Game-ify. For example: ‘Whoever finishes cleaning their room first gets to lick the cookie-icing spoon or hang a favorite decoration.’ OR ‘Whoever clears the table after dinner gets to open and enjoy today’s treat from our holiday countdown calendar.’
Chores before beloved holiday traditions. ‘If we get the house cleaned this morning, we can [fill in a favorite holiday activity] this afternoon.’

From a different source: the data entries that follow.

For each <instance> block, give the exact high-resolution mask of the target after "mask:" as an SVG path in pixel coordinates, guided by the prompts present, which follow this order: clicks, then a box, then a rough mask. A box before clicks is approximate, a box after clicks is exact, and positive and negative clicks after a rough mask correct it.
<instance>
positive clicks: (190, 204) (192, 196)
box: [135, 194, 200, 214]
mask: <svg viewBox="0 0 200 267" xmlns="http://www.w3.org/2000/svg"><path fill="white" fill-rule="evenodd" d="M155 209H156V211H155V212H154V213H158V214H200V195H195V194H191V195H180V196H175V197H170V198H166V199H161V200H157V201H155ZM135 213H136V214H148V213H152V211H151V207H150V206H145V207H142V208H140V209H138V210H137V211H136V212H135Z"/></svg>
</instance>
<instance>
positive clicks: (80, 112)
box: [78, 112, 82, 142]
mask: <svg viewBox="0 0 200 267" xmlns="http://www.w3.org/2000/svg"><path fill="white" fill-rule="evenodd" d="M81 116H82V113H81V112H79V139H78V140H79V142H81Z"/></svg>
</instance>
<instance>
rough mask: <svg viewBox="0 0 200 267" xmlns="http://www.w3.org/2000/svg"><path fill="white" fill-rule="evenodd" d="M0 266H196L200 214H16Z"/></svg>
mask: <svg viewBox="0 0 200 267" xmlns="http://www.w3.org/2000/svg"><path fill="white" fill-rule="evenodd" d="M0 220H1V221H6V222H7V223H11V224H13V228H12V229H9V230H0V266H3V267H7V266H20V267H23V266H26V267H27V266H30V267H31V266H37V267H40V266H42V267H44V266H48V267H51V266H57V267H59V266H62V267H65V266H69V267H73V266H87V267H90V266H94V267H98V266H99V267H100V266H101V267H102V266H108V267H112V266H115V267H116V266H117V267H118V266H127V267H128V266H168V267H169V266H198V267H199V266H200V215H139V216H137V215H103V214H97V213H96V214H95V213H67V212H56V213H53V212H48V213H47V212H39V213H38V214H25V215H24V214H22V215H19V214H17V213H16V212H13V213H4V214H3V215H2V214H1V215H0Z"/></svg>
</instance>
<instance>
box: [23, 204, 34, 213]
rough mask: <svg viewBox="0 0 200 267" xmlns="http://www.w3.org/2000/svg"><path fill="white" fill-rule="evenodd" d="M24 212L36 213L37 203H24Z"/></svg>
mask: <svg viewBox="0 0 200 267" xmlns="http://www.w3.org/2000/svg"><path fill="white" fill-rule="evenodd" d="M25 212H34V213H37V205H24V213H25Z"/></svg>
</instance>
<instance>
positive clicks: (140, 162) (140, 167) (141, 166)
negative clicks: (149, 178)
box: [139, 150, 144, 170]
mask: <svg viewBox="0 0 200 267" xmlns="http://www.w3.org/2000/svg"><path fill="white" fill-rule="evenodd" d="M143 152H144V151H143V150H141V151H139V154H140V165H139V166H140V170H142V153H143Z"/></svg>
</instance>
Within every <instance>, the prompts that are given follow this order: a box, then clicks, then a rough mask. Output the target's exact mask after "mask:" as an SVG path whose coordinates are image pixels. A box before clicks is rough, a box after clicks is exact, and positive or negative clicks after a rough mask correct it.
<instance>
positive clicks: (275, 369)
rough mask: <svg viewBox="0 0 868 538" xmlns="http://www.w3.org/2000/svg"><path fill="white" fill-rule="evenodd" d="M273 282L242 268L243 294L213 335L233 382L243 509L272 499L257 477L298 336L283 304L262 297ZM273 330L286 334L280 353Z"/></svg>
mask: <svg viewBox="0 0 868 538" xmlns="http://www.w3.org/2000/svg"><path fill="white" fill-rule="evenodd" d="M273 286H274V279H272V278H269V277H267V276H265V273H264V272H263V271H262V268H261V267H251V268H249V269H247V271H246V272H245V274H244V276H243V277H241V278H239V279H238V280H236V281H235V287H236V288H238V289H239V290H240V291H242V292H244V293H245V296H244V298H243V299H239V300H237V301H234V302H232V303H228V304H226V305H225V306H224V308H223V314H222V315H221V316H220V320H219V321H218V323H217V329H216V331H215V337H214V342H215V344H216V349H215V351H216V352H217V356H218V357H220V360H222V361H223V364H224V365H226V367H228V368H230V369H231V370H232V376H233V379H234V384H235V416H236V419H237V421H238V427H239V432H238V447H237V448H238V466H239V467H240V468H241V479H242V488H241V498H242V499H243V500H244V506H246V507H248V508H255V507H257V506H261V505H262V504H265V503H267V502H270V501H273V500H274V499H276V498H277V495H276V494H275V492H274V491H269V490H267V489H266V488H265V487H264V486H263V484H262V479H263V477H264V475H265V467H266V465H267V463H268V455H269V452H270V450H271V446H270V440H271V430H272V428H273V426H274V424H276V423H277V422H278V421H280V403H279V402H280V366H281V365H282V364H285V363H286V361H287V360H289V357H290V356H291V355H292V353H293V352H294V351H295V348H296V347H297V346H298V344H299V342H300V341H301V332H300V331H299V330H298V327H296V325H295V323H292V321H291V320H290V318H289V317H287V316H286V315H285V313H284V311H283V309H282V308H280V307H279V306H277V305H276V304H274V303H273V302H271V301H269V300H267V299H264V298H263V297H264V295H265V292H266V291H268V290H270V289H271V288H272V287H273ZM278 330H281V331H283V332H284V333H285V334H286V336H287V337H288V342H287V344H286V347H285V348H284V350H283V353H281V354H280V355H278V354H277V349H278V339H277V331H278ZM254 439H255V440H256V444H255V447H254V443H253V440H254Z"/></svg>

Deploy ‘outside agents’ with extreme care. Understand there’s an inherent creepiness in having one’s behavior watched and judged in every moment, either by an omniscient gift giver from the North or even an active spy in your home (e.g., Elf on a Shelf). While some kids will delight in the spy’s mischievous antics, others may be secretly terrified or stressed out by its presence. But making sure the spy seems super benevolent can backfire, too. Should you decide to invite in the spy into your home, know that kids will discuss and compare their antics amongst themselves at school, adding pressure for you to be creative on a daily basis at an already-hectic time of year. You can relieve some of the pressure by borrowing ideas from others or creating a unique version of the concept to do away with the comparisons altogether.
Create opportunities for redemption. Let kids know that the great holiday gift giver is an eminently forgiving soul and that helping more around the house is a great way to redeem past mistakes they might be fretting about in secret (and all the better if the help is unsolicited!). You can also avoid ‘rebound’ bad and unhelpful behaviors by resolving to extend positive incentives for nice behavior throughout the entire New Year.